Terrier How-To Guides¶

This page provides a set of how-to guides for common tasks when using Terrier with PyTerrier.

How do I index a standard corpus?¶

Indexing a standard corpus with Terrier¶

import pyterrier as pt
dataset = pt.datasets.get_dataset("irds:msmarco-passage") # [1]
my_index = pt.terrier.TerrierIndex('/path/to/index/location.terrier') # [2]
my_index.index(dataset.get_corpus_iter()) # [3]

Select your dataset here. If the corpus is not available in PyTerrier datasets, see terrier:how-to:index-custom
Specify the location where you want to store the Terrier index. The location must not yet exist. We recommend using the .terrier extension, though this is not required.
This performs indexing with default settings. If you need more control over the indexing settings, see indexer() and IterDictIndexer for advanced options.

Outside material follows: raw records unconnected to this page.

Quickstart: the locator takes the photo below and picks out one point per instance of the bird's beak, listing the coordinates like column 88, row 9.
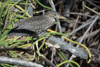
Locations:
column 61, row 17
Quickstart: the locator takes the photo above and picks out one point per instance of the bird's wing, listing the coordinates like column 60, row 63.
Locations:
column 37, row 24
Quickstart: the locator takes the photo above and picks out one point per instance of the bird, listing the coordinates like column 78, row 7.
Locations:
column 35, row 25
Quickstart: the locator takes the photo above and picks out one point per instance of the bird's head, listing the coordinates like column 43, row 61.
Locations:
column 55, row 15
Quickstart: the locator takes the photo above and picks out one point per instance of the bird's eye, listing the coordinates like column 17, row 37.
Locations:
column 55, row 15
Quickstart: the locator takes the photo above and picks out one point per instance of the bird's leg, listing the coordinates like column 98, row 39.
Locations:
column 33, row 45
column 37, row 46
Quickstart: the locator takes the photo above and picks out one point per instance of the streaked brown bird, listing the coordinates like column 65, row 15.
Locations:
column 35, row 25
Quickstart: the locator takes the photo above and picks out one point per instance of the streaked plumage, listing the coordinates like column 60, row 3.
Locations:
column 34, row 25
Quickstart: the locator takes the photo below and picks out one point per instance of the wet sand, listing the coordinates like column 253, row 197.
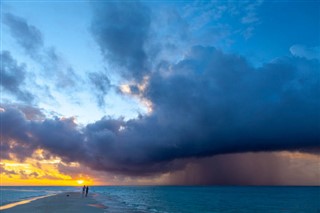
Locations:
column 60, row 203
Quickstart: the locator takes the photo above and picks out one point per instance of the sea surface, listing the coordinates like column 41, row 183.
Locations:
column 189, row 199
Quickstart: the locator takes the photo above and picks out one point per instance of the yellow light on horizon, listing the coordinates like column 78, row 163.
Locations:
column 80, row 182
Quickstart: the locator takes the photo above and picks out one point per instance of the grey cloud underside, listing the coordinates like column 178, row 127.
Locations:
column 101, row 84
column 30, row 39
column 209, row 103
column 13, row 77
column 121, row 30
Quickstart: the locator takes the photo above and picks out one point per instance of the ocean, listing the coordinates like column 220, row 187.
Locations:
column 187, row 199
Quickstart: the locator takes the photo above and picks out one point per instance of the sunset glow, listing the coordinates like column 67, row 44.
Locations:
column 157, row 92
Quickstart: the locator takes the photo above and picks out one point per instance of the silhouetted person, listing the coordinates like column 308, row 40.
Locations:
column 83, row 190
column 87, row 189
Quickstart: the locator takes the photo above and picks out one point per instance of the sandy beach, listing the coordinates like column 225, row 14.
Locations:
column 64, row 202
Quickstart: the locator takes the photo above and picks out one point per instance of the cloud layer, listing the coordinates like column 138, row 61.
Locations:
column 209, row 103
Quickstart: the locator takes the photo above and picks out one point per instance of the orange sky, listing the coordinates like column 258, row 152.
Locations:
column 40, row 171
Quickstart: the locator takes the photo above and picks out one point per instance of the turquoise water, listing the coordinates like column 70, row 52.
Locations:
column 189, row 199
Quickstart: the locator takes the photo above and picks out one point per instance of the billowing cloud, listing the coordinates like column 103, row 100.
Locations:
column 206, row 104
column 13, row 77
column 101, row 83
column 121, row 30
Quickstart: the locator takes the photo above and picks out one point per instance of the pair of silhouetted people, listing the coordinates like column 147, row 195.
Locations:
column 85, row 190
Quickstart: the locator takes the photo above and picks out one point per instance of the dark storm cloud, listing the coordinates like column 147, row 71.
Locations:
column 121, row 30
column 101, row 84
column 263, row 168
column 28, row 36
column 208, row 103
column 13, row 77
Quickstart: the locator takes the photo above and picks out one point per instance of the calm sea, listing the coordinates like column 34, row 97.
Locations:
column 189, row 199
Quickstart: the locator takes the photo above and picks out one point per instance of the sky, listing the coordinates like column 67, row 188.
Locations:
column 160, row 92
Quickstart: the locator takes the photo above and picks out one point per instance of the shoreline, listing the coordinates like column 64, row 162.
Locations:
column 22, row 202
column 61, row 202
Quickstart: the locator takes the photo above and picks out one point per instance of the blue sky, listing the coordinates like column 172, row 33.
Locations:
column 259, row 31
column 141, row 85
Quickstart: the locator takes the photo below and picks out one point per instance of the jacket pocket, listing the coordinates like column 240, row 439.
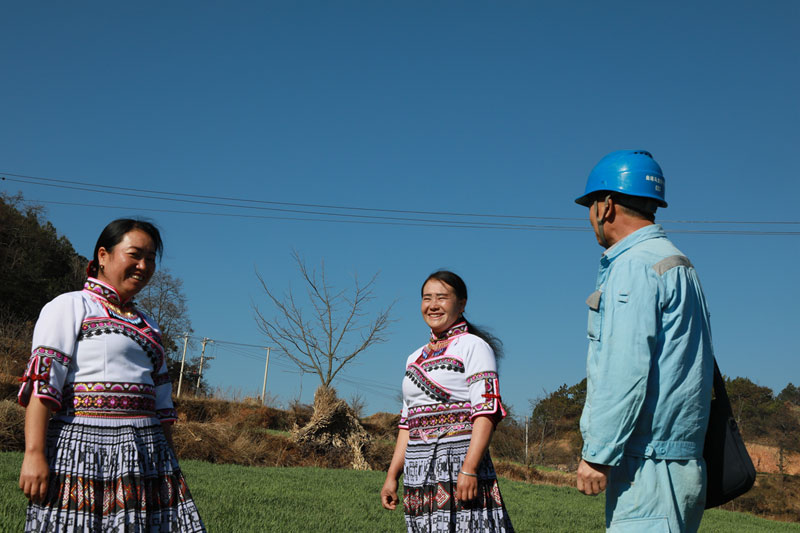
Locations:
column 595, row 325
column 640, row 525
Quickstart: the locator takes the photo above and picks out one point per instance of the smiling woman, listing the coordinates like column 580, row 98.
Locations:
column 98, row 362
column 451, row 405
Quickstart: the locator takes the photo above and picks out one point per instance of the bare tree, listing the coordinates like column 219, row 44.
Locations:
column 163, row 300
column 331, row 332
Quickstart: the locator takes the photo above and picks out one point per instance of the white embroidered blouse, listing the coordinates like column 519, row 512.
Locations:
column 94, row 356
column 457, row 370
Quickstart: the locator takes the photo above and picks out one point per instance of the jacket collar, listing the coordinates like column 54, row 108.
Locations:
column 651, row 231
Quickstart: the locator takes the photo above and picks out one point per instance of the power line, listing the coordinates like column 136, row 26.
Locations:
column 271, row 202
column 134, row 192
column 442, row 224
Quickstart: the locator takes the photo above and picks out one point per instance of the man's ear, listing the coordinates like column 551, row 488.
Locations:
column 611, row 209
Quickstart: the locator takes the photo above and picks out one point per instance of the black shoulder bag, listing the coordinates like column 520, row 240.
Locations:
column 730, row 470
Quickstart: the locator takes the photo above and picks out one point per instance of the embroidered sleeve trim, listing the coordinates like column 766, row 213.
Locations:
column 492, row 404
column 36, row 379
column 481, row 375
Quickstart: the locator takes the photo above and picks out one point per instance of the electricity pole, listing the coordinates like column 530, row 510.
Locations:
column 183, row 362
column 264, row 388
column 202, row 358
column 526, row 440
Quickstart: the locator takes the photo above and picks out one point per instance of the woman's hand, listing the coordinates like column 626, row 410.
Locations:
column 34, row 475
column 466, row 487
column 389, row 498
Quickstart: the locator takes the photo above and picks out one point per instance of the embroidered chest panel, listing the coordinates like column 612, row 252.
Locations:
column 96, row 327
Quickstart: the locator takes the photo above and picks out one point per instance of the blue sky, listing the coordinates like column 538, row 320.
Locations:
column 463, row 107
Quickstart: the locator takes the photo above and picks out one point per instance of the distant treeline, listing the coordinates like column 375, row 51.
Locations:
column 36, row 265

How do I index a custom collection?¶

Indexing a custom collection with Terrier¶

import pyterrier as pt
my_collection = [ # [1]
    {"docno": "doc1", "title": "This is the text of document one.", "body": "This is the body of document one."},
    {"docno": "doc2", "title": "This is the text of document two.", "body": "This is the body of document two."},
    {"docno": "doc3", "title": "This is the text of document three.", "body": "This is the body of document three."}
]
my_index = pt.terrier.TerrierIndex('/path/to/index/location.terrier') # [2]
indexer = my_index.indexer(fields=["title", "body"]) # [3]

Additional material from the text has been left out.